Mixed Feelings In Marshalls Over Epic Nuclear Case

Mixed feelings in Marshalls over epic nuclear case

MAJURO, Marshall Islands, (APP - UrduPoint / Pakistan Point News - 04th Oct, 2016 ) - As the Marshall Islands awaits an international court ruling Wednesday on whether its lawsuit against three nuclear powers can proceed, many in the western Pacific nation question the merit of the David-versus-Goliath legal battle.

The country of 55,000 people is taking on India, Pakistan and Britain in the International Court of Justice (ICJ), arguing they have failed to comply with the 1968 nuclear Non-Proliferation Treaty.

Initially the lawsuit was even more ambitious -- also including China, France, Israel, North Korea, Russia and the United States -- none of which recognised the ICJ's jurisdiction on the matter.
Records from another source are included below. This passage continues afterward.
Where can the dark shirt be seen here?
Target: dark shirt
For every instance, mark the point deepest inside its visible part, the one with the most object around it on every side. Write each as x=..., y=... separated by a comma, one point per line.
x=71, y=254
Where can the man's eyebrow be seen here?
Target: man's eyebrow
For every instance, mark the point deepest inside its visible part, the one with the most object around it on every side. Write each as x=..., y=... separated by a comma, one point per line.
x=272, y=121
The Marshalls has a long, bitter history with nuclear weapons, making it one of the few nations that can argue with credibility before the ICJ about their impact.

The island nation was ground zero for 67 American nuclear weapons tests from 1946-58 at Bikini and Enewetak atolls, when it was under US administration.

The tests included the 1954 "Bravo" hydrogen bomb, the most powerful ever detonated by the United States, about 1,000 times bigger than the atomic bomb dropped on Hiroshima. They fed into an apocalyptic zeitgeist in Cold War popular culture, giving a name to the bikini swimsuit and leading to the development of Japan's Godzilla movie monster.

In "Godzilla", the creature is awakened by a hydrogen bomb test, rising from a roiling sea to destroy Tokyo, in a walking, radiation-breathing analogy for nuclear disaster.